Ross was an emergency hire at the beginning of the spring semester, to fill a sudden vacancy in the Journalism minor curriculum. “Hiring of adjuncts differs somewhat from hiring of long-term faculty,” Birren explained, and is not as formal as the methods used for tenure-track appointments, which require national searches. Often, according to Birren, adjuncts are hired through academic contacts or known personally by members of the department.
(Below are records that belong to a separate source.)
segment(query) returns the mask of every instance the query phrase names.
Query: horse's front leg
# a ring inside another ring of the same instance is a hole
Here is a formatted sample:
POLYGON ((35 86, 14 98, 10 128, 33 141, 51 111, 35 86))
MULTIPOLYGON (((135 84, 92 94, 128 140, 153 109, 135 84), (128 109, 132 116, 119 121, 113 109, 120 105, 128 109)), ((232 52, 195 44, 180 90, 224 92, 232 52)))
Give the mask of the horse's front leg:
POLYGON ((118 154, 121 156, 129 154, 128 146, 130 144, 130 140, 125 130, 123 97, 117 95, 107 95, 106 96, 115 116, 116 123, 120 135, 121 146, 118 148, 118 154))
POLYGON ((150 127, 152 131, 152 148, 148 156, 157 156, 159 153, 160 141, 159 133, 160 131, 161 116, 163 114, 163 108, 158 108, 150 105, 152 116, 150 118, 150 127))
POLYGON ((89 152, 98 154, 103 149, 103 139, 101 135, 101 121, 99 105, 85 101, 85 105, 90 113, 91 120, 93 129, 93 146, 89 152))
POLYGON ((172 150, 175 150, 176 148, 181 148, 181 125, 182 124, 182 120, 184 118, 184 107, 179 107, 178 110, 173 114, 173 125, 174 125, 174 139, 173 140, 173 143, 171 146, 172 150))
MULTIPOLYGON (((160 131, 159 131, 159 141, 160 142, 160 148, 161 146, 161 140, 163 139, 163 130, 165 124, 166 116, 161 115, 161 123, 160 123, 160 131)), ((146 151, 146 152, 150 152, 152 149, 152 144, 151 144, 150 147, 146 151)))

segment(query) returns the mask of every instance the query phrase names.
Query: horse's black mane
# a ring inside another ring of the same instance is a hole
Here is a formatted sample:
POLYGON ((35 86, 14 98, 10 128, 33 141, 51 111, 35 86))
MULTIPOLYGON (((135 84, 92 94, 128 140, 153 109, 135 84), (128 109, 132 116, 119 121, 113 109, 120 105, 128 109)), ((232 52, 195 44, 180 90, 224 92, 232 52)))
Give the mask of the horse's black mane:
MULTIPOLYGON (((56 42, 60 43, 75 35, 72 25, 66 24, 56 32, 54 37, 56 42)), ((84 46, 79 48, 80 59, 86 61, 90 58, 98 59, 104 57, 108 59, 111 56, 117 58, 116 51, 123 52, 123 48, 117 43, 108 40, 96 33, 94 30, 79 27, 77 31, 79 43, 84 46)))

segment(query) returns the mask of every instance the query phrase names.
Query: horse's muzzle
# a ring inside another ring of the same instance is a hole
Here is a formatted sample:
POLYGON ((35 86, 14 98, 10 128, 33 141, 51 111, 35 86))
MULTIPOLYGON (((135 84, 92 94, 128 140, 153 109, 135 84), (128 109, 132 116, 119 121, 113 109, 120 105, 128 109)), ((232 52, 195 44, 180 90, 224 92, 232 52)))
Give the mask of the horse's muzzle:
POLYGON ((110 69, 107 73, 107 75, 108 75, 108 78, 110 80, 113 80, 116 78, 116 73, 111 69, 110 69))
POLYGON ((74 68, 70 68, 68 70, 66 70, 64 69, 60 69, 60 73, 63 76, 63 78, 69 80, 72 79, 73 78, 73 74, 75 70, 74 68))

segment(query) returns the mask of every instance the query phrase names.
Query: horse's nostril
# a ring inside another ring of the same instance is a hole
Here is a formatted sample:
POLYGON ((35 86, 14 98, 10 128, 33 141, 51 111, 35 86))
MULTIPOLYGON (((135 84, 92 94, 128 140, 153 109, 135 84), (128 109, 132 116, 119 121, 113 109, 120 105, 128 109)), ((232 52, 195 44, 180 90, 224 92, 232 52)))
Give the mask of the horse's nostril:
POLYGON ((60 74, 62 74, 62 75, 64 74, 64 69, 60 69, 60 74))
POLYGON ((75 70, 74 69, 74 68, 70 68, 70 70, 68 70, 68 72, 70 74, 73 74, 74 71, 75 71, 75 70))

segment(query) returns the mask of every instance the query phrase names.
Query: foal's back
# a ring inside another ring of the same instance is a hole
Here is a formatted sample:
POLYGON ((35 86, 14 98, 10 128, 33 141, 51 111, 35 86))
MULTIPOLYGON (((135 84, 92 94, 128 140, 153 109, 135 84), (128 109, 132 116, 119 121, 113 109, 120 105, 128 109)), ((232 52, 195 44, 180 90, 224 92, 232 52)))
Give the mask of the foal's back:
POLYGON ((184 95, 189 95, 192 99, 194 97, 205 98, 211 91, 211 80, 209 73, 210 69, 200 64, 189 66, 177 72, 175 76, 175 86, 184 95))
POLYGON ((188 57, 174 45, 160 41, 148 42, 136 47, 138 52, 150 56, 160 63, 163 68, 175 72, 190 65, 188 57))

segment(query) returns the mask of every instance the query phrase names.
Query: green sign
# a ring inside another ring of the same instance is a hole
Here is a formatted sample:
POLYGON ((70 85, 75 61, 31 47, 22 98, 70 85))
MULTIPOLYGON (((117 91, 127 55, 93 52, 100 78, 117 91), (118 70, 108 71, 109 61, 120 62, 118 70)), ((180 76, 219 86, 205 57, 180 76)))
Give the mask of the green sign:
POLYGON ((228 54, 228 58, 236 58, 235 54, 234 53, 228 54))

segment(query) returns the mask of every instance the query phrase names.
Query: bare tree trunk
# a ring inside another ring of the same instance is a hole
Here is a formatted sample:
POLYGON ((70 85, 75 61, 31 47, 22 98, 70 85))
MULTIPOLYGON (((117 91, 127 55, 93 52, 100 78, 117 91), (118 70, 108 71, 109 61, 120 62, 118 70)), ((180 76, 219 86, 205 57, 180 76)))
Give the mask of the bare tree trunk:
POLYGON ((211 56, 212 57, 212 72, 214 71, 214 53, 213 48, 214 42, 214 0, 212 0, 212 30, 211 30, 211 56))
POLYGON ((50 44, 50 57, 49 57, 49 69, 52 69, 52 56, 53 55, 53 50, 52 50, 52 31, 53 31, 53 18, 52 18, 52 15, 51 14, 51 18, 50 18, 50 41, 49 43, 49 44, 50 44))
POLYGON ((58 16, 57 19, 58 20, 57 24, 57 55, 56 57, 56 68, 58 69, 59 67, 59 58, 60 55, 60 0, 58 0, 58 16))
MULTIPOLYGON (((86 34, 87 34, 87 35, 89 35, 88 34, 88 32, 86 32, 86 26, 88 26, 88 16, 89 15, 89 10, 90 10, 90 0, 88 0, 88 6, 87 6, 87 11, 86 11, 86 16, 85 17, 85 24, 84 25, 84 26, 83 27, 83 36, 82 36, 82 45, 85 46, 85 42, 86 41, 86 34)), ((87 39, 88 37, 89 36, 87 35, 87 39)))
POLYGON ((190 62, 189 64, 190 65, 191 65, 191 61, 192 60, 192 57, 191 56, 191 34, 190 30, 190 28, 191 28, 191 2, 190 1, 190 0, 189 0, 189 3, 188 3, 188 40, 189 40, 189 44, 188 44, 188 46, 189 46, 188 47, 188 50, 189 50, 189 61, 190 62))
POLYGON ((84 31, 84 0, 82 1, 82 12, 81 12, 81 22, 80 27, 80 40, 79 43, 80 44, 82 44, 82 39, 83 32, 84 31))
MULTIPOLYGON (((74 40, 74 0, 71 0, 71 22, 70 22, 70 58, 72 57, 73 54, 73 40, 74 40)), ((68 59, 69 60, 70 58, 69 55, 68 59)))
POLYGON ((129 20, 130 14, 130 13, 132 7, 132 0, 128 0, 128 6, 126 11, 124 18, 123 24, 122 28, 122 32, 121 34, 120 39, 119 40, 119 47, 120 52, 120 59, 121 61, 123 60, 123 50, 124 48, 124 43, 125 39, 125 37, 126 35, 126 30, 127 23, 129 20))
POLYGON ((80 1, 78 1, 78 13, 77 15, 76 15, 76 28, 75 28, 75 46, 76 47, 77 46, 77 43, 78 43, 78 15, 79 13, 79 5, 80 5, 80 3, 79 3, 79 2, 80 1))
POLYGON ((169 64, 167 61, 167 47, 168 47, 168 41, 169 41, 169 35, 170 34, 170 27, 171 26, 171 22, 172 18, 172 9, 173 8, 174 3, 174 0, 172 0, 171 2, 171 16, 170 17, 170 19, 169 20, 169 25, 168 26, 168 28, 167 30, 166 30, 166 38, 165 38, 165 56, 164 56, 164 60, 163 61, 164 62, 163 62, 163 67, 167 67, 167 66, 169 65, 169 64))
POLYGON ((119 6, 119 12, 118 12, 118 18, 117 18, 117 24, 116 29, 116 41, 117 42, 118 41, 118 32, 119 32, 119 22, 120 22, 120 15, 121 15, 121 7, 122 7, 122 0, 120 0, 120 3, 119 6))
No background inquiries were made, though one is not required for hiring at Brandeis. Birren said that Brandeis University hiring policy is “in line” with other colleges nationwide.

Until her termination, the university was not aware that Ross had multiple convictions. She was interviewed twice over the phone, and Farrelly listened to her work on NPR. Ross was initially recommended to Farrelly by a mutual contact in the journalism world.

While she was unaware of Ross’ criminal history, Farrelly did know her reputation of reportage:

“When a former colleague who now works for New Hampshire Public Radio recommended Pippin to me, I recognized her name immediately because I had heard her reports on WBUR this past fall, when the state Legislature was considering the legalization of casino gambling,” Farrelly wrote in an e-mail to The Hoot. “I also recalled her coverage of the tornadoes that hit Massachusetts last summer. In short, she is well regarded for her work in the public broadcasting arena. In addition, she had an article in an edition of Commonwealth magazine that arrived in my mailbox the week that I learned I was going to have to find a replacement to teach the class.”

Due to a reporting error, an earlier version of this article misstated Andrew Gully’s response. Gully said the university “stands by the Public Safety report on this incident” but did not comment on whether the university was aware of Ross’s neurological condition. We regret the error.